A君:取水停止時間はよく分からないのですが、オーダーとしては10時間程度だったのではないでしょうか。

B君:10倍ぐらい狂っているのかな。まあ、極めて荒い計算なのだから良いとするか。いずれにしても、利根川を汚染し、水道の基準値を超すようなホルムアルデヒドとは、数10トンオーダーの量が最低でも必要だということになる。

A君:もしもレゾルシノール樹脂から僅かな量のホルムアルデヒドが放出され、それが全体として数10トンにもなったとしたら、どんなことになるのか。

B君:水1リットルに樹脂から溶け出すホルムアルデヒドの量は、常温では少ない。95℃60分で数μg/mlと言われている。95℃のお酢でも4μg/mlを超すことはないようだ。

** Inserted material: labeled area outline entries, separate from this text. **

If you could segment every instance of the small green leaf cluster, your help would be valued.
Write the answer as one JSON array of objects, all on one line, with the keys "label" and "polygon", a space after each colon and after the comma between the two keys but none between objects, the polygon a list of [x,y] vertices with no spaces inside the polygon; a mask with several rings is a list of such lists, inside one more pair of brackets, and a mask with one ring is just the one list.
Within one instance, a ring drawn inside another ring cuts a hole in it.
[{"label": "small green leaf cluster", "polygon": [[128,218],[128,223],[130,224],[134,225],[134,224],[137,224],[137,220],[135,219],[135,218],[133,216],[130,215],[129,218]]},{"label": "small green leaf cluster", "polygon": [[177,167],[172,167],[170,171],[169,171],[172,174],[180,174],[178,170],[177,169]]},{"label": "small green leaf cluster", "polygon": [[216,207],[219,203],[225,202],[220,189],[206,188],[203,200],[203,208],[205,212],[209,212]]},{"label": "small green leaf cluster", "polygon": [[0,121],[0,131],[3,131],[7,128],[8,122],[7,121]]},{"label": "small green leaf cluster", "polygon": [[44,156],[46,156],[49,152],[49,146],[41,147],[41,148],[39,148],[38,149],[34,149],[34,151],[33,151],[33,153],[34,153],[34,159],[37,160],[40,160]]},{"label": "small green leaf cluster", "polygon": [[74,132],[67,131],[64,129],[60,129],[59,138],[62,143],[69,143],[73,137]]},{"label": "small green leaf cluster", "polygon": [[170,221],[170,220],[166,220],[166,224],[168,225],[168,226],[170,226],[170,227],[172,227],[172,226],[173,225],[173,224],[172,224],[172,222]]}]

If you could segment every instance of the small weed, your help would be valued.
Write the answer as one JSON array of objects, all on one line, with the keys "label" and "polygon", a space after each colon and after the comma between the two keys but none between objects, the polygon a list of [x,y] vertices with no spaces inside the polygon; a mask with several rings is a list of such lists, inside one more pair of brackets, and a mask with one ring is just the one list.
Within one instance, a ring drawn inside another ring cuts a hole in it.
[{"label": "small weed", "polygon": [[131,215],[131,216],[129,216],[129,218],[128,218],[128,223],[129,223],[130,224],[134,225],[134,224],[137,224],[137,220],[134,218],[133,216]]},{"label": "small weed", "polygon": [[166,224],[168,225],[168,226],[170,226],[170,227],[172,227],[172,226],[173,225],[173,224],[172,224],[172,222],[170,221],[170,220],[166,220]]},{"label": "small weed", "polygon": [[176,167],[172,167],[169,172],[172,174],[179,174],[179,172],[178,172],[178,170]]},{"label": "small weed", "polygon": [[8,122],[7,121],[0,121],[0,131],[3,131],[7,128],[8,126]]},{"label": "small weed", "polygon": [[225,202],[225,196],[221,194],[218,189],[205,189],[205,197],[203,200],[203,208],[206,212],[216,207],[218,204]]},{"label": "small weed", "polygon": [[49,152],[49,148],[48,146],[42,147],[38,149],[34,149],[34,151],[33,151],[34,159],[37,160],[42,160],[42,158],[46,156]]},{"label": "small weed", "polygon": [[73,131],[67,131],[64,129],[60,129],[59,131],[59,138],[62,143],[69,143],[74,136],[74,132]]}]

A君:ダム湖の水であれば、その100分の1程度と見るのが妥当では。計算上は、40分の1とでもしますか。すなわち、0.1μg/ml。重さで言えば、1000万分の1ですが。

B君:数10トンのホルムアルデヒドを発生するのに必要な樹脂の量は数億トンということになる。10トン積みのトラックだと数1000万台分。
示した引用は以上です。